By LILLIE EGINTON WARREN.
LESS than thirty years ago no attempts were made to give speech to the deaf children of this country. Signs, writing? and finger-spelling were the means of communication employed. It had been a gigantic task to arrange a system of education for a class of persons previously supposed incapable of advancement, and it is not surprising that articulation in its early days fought hard for recognition among the older teachers. Happily, the spirit of opposition is waning, and there is now a friendly admiration manifested by them for the best intelligible speech given to the deaf. They are right in demanding that it be intelligible. It is easy to accustom one's ears to the articulation of a person seen daily, and if the pupil conversed with none but his relatives and teachers there might be no complaint about peculiarities. Such is not the case, however. With rare exceptions the deaf child must struggle in the world just as his hearing brothers and sisters do. The speech that comes easily to them is acquired by him at the expense of time and effort; it is his due that it should be made intelligible and agreeable.
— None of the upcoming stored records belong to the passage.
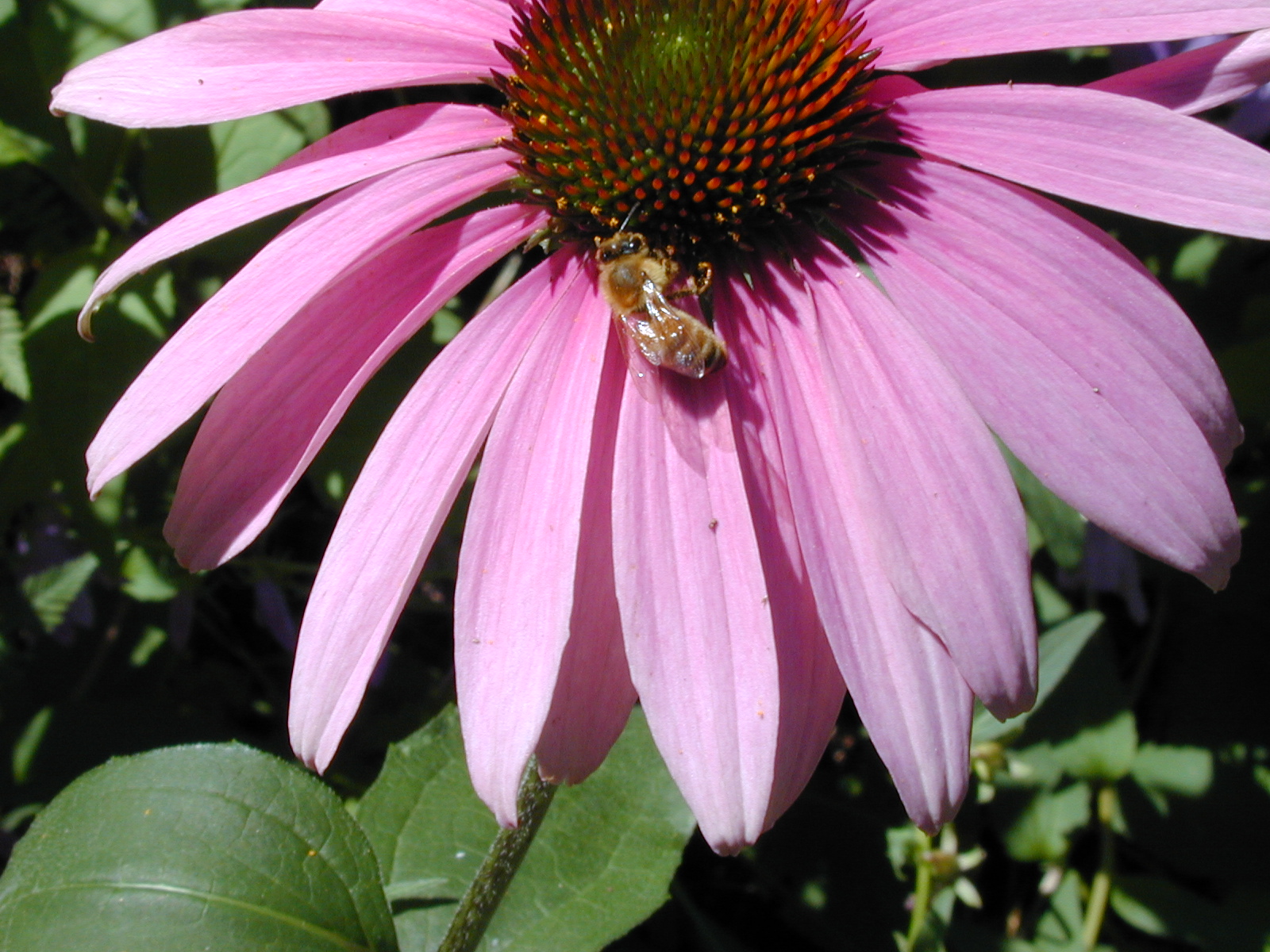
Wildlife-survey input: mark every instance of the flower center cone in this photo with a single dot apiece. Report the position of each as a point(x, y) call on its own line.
point(702, 124)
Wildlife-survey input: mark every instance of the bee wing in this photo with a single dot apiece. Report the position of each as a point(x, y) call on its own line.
point(676, 332)
point(687, 344)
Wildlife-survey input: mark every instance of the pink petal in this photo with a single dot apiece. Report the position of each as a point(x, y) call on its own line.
point(400, 501)
point(594, 692)
point(949, 520)
point(480, 18)
point(903, 682)
point(252, 61)
point(912, 33)
point(812, 689)
point(1106, 150)
point(1198, 79)
point(313, 253)
point(272, 418)
point(1051, 334)
point(695, 605)
point(514, 594)
point(362, 150)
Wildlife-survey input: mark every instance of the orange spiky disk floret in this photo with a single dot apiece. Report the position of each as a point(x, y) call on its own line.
point(711, 120)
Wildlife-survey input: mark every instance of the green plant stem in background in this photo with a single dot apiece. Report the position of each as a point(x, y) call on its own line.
point(1100, 890)
point(921, 894)
point(482, 899)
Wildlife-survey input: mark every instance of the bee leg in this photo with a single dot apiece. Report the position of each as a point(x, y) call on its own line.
point(704, 278)
point(698, 283)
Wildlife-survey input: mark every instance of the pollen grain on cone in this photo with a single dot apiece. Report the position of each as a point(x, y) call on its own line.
point(713, 120)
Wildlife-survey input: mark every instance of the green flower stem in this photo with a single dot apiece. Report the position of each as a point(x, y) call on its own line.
point(487, 890)
point(1100, 890)
point(921, 894)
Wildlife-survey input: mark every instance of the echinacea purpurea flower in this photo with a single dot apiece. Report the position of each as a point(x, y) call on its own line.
point(829, 509)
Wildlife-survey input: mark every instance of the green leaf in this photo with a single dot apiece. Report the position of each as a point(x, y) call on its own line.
point(1161, 908)
point(1041, 833)
point(18, 146)
point(143, 581)
point(1161, 770)
point(13, 363)
point(29, 744)
point(1197, 258)
point(200, 847)
point(1057, 649)
point(52, 590)
point(152, 640)
point(247, 149)
point(600, 865)
point(1062, 527)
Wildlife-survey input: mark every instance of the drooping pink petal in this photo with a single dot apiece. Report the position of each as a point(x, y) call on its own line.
point(950, 526)
point(482, 18)
point(514, 593)
point(400, 501)
point(914, 33)
point(271, 419)
point(359, 152)
point(901, 677)
point(1198, 79)
point(224, 334)
point(695, 603)
point(594, 692)
point(1102, 149)
point(812, 689)
point(253, 61)
point(1076, 361)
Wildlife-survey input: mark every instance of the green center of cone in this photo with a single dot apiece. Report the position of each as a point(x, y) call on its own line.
point(706, 122)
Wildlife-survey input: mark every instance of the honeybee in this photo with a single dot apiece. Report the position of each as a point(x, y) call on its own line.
point(634, 279)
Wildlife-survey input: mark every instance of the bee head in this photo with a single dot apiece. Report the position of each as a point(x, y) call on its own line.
point(624, 243)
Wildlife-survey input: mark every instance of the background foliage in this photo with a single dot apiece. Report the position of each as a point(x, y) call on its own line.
point(1132, 809)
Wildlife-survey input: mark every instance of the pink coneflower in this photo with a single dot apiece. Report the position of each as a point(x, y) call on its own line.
point(829, 509)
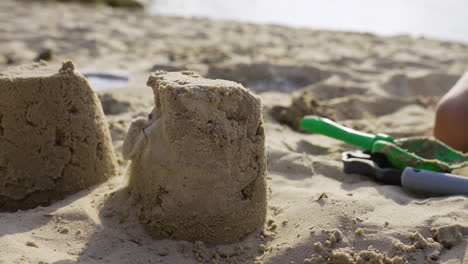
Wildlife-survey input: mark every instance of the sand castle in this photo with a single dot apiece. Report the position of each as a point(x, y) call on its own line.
point(54, 140)
point(198, 162)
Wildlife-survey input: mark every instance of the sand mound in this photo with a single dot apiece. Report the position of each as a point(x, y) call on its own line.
point(53, 137)
point(198, 162)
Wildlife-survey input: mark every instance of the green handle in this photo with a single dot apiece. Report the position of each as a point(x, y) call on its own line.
point(329, 128)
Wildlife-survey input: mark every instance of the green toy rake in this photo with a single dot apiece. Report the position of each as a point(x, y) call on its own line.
point(417, 152)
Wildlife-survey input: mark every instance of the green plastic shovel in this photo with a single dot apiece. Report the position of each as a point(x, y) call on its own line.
point(417, 152)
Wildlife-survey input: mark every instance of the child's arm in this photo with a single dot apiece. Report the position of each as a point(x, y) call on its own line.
point(451, 122)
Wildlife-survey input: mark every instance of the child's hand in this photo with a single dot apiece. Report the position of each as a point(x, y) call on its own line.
point(451, 122)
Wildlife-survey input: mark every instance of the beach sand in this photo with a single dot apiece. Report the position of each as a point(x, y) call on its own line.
point(316, 213)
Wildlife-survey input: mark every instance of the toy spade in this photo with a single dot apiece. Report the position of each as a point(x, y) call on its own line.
point(376, 166)
point(417, 152)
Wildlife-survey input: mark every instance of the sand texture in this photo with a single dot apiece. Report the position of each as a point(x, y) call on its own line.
point(54, 140)
point(316, 213)
point(198, 162)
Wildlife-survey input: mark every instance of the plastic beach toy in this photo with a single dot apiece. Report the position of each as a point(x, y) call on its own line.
point(375, 165)
point(418, 152)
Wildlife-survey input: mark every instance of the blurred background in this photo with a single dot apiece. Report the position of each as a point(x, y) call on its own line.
point(440, 19)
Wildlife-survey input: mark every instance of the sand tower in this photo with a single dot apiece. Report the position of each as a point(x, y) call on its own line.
point(54, 140)
point(198, 161)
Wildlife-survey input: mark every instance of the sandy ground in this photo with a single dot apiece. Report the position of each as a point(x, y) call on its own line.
point(373, 83)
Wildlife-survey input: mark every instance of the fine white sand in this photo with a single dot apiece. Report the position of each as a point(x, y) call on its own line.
point(316, 213)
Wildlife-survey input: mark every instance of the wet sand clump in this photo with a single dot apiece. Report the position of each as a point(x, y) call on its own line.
point(198, 162)
point(54, 140)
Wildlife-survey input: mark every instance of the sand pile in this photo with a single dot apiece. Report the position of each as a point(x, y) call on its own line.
point(198, 161)
point(316, 213)
point(54, 140)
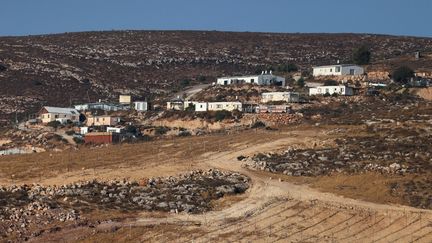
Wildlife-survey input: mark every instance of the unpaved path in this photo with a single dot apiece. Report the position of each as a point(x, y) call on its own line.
point(279, 211)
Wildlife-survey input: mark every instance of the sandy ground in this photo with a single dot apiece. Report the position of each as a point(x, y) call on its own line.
point(273, 209)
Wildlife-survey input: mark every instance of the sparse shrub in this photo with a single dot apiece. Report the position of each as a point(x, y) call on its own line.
point(301, 82)
point(161, 130)
point(201, 78)
point(2, 67)
point(362, 55)
point(185, 82)
point(331, 83)
point(258, 124)
point(54, 124)
point(403, 74)
point(184, 134)
point(222, 115)
point(70, 132)
point(78, 140)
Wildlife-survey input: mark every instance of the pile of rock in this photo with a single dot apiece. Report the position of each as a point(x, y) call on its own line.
point(387, 152)
point(23, 208)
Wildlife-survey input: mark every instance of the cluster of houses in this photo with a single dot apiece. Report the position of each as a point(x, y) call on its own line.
point(271, 102)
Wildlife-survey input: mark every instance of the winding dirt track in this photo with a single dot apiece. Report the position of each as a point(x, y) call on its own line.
point(279, 211)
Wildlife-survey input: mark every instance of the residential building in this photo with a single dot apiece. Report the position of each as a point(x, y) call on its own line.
point(115, 129)
point(83, 130)
point(273, 109)
point(125, 99)
point(228, 106)
point(102, 137)
point(280, 96)
point(265, 78)
point(340, 90)
point(102, 106)
point(176, 104)
point(48, 114)
point(103, 120)
point(141, 105)
point(338, 70)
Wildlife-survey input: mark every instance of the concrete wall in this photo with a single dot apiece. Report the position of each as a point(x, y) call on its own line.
point(279, 96)
point(228, 106)
point(49, 117)
point(141, 106)
point(337, 70)
point(340, 90)
point(102, 121)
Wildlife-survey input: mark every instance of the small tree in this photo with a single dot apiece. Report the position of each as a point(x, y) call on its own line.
point(362, 55)
point(403, 74)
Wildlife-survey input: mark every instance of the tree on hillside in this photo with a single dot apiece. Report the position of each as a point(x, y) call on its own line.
point(403, 74)
point(362, 55)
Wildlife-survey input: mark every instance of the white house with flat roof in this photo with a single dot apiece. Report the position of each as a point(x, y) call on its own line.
point(338, 70)
point(228, 106)
point(280, 96)
point(340, 90)
point(48, 114)
point(265, 78)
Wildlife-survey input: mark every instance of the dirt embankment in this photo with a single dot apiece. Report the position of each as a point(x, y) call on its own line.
point(425, 93)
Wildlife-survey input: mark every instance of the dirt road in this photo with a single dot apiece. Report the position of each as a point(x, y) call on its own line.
point(279, 211)
point(274, 209)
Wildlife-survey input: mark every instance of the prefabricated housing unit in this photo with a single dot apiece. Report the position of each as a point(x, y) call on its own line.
point(228, 106)
point(280, 96)
point(141, 106)
point(48, 114)
point(338, 70)
point(265, 78)
point(340, 90)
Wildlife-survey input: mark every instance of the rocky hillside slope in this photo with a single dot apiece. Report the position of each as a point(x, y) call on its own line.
point(67, 68)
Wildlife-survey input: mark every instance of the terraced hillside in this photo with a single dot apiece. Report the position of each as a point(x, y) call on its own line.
point(75, 67)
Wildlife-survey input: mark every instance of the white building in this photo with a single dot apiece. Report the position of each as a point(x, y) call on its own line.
point(228, 106)
point(114, 129)
point(265, 78)
point(141, 105)
point(48, 114)
point(201, 106)
point(280, 96)
point(340, 90)
point(338, 70)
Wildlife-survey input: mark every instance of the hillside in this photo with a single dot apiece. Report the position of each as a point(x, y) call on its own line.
point(68, 68)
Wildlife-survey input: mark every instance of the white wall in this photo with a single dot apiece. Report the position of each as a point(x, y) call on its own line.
point(201, 106)
point(229, 106)
point(141, 106)
point(279, 96)
point(340, 90)
point(337, 70)
point(263, 79)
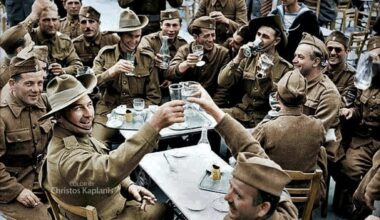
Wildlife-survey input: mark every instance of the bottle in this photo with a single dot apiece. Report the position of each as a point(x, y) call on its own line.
point(164, 52)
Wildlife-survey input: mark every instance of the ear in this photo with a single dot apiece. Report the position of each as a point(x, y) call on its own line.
point(263, 209)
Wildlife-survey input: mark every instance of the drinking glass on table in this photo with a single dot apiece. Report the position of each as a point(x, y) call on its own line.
point(198, 51)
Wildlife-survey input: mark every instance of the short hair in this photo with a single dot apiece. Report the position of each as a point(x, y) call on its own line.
point(266, 197)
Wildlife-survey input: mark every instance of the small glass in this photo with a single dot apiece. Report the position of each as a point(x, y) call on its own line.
point(198, 50)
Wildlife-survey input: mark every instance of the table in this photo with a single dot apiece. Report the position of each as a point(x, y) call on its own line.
point(181, 186)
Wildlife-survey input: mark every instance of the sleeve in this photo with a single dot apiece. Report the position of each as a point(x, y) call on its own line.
point(240, 140)
point(108, 170)
point(10, 188)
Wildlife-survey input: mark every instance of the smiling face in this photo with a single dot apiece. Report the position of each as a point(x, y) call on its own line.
point(28, 87)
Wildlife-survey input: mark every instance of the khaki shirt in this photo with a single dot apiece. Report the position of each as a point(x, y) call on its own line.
point(121, 89)
point(240, 140)
point(234, 10)
point(206, 75)
point(87, 50)
point(343, 79)
point(81, 171)
point(255, 102)
point(22, 139)
point(70, 27)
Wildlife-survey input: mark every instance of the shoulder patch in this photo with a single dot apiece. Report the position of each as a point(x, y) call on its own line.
point(70, 142)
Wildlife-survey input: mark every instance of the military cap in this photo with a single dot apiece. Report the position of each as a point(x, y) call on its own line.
point(373, 43)
point(338, 37)
point(19, 66)
point(10, 37)
point(89, 12)
point(202, 22)
point(169, 14)
point(260, 173)
point(314, 41)
point(292, 88)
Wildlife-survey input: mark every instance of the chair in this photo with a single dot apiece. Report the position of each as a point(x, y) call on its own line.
point(307, 193)
point(88, 212)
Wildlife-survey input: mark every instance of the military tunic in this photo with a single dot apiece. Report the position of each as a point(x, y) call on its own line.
point(255, 103)
point(206, 75)
point(81, 171)
point(23, 142)
point(234, 10)
point(88, 50)
point(70, 26)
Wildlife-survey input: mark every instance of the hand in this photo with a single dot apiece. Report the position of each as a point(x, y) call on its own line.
point(122, 66)
point(219, 17)
point(346, 113)
point(204, 100)
point(142, 195)
point(28, 199)
point(168, 114)
point(56, 69)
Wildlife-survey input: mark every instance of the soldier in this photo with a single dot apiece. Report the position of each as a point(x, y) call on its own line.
point(70, 24)
point(23, 141)
point(92, 40)
point(80, 164)
point(255, 103)
point(323, 99)
point(229, 15)
point(122, 79)
point(366, 114)
point(183, 66)
point(12, 41)
point(62, 56)
point(170, 26)
point(257, 183)
point(151, 9)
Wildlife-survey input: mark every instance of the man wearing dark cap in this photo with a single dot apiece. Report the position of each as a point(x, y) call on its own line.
point(257, 186)
point(124, 72)
point(12, 41)
point(183, 66)
point(300, 150)
point(151, 9)
point(254, 105)
point(92, 40)
point(323, 99)
point(23, 141)
point(70, 24)
point(170, 22)
point(366, 114)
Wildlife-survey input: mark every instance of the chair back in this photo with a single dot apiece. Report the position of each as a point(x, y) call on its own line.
point(305, 194)
point(88, 212)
As is generally known, the various States have large institutions for the deaf and dumb, or, as sometimes called, deaf-mutes. Dumb and mute are terms no longer applicable to the deaf who receive the best instruction; for it is now conceded to be a mark of neglected education to be unable to speak to some extent. Formerly they were dumb because deaf; now those who are dumb are so because untaught. The first superintendents to give articulation any place in their institutions considered it an added touch to give occasional pleasure. They were too strongly attached to signs to believe instruction in the various school branches could be given by speech and reading from the mouth. A comparatively few scholars, chiefly those who once heard, were put in classes and received lessons in speech a half hour daily, or four times a week, perhaps less. During the other hours there was no practical use of what was gained. In all the branches of the course, the teacher, in many cases a sign-taught mute, conducted the recitations in signs, finger-spelling, and writing. Spoken words were not used more than is German or French by the average child who has a lesson in the language with many others a few times a week. Thus articulation failed to obtain a fair opportunity to show its merits. Gradually some of the various obstacles to its success have been removed, and its teachers are making persistent efforts to secure to every deaf child a chance to speak and to read the lips.